# Humperdink, hump hump hum huh?



## Sam375 (Feb 2, 2009)

OK, so Harry was neutered at an early age, around 4-5 months, still squats to pee, so I ask, WHY IS HE STARTING TO HUMP? He will be 2 years old in October.
He will hump a toy, pillow, or a person in the family, now it's not extreme or all the time. 

So, of course is this just a display of trying to be dominate? He got so excited when my husband came home from work one day that as soon as he was in the door he tried his leg:dance:

I guess catching him right before he does it is the best way to train him not to do it?


----------



## galaxie (Dec 1, 2009)

Sounds like dominance to me!


----------



## Missy (Nov 6, 2006)

There is some thought-- that it is not dominance at all, but play. Sex play at that! but play none the less. My boys are equal opportunity humperdinks! but with each other not with us. We used firm NO's when it came to people.

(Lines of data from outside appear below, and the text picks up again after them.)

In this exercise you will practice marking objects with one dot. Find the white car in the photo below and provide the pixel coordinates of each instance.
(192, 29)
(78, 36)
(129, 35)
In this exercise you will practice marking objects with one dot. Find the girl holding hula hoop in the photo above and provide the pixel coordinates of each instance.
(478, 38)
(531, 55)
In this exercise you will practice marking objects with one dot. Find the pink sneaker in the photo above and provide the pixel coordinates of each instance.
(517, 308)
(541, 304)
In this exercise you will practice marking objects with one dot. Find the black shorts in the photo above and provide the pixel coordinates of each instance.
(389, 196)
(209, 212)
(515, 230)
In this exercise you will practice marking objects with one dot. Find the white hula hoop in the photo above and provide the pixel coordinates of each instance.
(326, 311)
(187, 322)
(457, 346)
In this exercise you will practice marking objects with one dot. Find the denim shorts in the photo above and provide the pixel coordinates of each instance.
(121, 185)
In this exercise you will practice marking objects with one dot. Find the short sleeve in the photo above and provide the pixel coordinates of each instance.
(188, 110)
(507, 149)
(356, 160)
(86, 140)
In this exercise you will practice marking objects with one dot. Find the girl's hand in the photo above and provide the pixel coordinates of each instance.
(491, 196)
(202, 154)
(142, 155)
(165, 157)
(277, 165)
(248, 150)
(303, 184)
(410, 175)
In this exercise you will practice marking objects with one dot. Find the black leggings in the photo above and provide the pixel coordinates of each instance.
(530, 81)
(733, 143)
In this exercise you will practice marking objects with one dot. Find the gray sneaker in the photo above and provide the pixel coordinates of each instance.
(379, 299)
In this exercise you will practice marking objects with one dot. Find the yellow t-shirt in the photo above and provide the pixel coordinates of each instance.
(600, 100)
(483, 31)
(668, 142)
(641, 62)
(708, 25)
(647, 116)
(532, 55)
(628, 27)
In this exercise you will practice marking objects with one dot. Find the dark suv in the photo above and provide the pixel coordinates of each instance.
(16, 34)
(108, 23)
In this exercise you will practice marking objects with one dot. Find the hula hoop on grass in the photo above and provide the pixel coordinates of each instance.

here's an article dave posted

http://www.dogsincanada.com/oh-behave-love-and-mounting

so according to the article, your husband is a playmate


----------



## davetgabby (Dec 29, 2007)

Missy said:


> There is some thought-- that it is not dominance at all, but play. Sex play at that! but play none the less. My boys are equal opportunity humperdinks! but with each other not with us. We used firm NO's when it came to people.
> 
> here's an article dave posted
> 
> ...


Thanks Missy ,you saved me from digging it out again. LOL


----------